VLA Robot Client - Python客户端替代demo.html前端
与server_vla.py进行Socket.IO通信，控制GR2机器人进行语音交互和动作执行
"""

import os
import sys
import time
import json
import base64
import threading
import queue
from dataclasses import dataclass
from typing import Optional, Dict, Any, List, Callable
from pathlib import Path

import cv2
import numpy as np
import sounddevice as sd
import socketio
from omegaconf import OmegaConf

# 添加项目路径
project_root = Path(__file__).parent.parent
sys.path.insert(0, str(project_root / "fourier_il_eval"))

from controller.gr2_player import GR2Player


@dataclass
class AudioConfig:
    sample_rate: int = 16000
    channels: int = 1
    chunk_size: int = 1024
    dtype: str = 'int16'


@dataclass
class RobotState:
    hand_state: List[float]
    robot_state: List[float]
    image_data: str


class EventBus:
    """简单的事件总线，用于组件间解耦通信"""
    
    def __init__(self):
        self._listeners: Dict[str, List[Callable]] = {}
    
    def subscribe(self, event: str, callback: Callable):
        if event not in self._listeners:
            self._listeners[event] = []
        self._listeners[event].append(callback)
    
    def emit(self, event: str, data: Any = None):
        if event not in self._listeners:
            return
        for callback in self._listeners[event]:
            callback(data)


class AudioManager:
    """音频采集、发送和播放管理器"""
    
    def __init__(self, config: AudioConfig, event_bus: EventBus):
        self.config = config
        self.event_bus = event_bus
        self.tts_audio_queue = queue.Queue()
        self.is_recording = False
        
        # 初始化音频流
        self.input_stream = None
        self.output_stream = None
        self.output_samplerate = None

        # 启动用于顺序播放音频的线程
        self.playback_thread = threading.Thread(target=self._playback_loop, daemon=True)
        self.playback_thread.start()

        # 初始化持久化输出流（不指定设备，使用系统默认）
        self._init_output_stream()

    def _init_output_stream(self):
        """初始化持久化音频输出流。如果失败则退回到临时播放模式。
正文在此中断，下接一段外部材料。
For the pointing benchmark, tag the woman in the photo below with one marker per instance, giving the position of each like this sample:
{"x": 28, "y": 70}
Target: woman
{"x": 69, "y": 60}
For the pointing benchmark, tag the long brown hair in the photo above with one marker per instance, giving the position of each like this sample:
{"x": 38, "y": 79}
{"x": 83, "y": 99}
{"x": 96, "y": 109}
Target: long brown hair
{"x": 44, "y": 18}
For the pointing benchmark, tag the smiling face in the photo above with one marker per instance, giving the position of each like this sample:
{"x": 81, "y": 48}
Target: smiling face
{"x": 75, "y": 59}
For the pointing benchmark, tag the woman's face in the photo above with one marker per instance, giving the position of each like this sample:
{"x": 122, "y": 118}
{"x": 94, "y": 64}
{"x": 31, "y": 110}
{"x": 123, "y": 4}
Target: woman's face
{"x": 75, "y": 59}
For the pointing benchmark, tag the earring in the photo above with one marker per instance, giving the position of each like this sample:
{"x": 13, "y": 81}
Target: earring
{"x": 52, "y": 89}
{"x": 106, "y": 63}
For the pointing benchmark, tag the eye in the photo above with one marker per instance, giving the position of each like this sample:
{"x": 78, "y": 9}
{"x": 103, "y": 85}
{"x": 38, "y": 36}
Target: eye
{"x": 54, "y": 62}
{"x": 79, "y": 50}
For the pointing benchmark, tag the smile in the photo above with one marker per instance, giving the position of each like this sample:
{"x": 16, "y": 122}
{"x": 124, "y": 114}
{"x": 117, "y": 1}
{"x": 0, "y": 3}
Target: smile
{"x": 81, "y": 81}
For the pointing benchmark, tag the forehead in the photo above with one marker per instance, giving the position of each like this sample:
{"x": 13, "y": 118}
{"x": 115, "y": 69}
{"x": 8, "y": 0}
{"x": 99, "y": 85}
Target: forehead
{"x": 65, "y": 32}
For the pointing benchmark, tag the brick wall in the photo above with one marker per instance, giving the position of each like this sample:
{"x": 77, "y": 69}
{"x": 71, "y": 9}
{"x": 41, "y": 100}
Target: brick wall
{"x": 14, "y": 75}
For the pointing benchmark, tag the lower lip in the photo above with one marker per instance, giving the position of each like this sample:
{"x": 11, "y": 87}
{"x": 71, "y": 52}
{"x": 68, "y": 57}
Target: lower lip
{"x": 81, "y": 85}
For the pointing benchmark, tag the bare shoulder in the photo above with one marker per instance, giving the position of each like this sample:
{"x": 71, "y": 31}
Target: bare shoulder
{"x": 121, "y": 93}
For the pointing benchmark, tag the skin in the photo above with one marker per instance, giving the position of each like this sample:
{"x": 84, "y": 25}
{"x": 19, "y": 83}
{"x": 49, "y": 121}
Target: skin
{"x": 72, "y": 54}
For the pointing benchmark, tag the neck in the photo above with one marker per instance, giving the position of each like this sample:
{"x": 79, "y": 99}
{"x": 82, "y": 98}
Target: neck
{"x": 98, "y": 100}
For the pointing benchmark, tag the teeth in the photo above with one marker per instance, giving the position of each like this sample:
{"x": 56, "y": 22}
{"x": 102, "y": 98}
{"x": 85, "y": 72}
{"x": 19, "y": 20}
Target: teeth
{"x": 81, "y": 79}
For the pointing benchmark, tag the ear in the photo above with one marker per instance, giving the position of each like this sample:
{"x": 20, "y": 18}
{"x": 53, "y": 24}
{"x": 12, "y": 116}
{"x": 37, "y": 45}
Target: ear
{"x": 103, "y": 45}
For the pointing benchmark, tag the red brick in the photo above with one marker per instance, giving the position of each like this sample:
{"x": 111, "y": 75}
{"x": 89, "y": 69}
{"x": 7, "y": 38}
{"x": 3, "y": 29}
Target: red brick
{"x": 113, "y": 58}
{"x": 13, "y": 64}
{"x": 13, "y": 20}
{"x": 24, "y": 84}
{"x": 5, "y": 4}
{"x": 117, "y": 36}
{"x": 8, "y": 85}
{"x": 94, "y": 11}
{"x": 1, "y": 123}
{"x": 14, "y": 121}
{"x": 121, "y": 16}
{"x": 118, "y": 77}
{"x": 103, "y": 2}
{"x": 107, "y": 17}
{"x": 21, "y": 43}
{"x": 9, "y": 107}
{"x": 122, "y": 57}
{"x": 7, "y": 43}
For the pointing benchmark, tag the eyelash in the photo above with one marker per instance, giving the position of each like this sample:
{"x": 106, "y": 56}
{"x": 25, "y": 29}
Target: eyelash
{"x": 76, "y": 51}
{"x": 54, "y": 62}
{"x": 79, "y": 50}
"""
        try:
            dev_info = sd.query_devices(None, 'output')
            default_sr = dev_info.get('default_samplerate', 16000) if isinstance(dev_info, dict) else 16000
            self.output_samplerate = int(default_sr) if default_sr else 16000
            self.output_stream = sd.OutputStream(
                samplerate=self.output_samplerate,
                channels=1,
                dtype='float32',
            )
            self.output_stream.start()
            print(f"✅ 持久化输出流已启动，采样率: {self.output_samplerate}")
        except Exception as e:
            # 失败时保持 None，后续播放回退到 sd.play/sd.wait
            self.output_stream = None
            self.output_samplerate = None
            print(f"⚠️ 持久化输出流初始化失败，回退到临时播放: {e}")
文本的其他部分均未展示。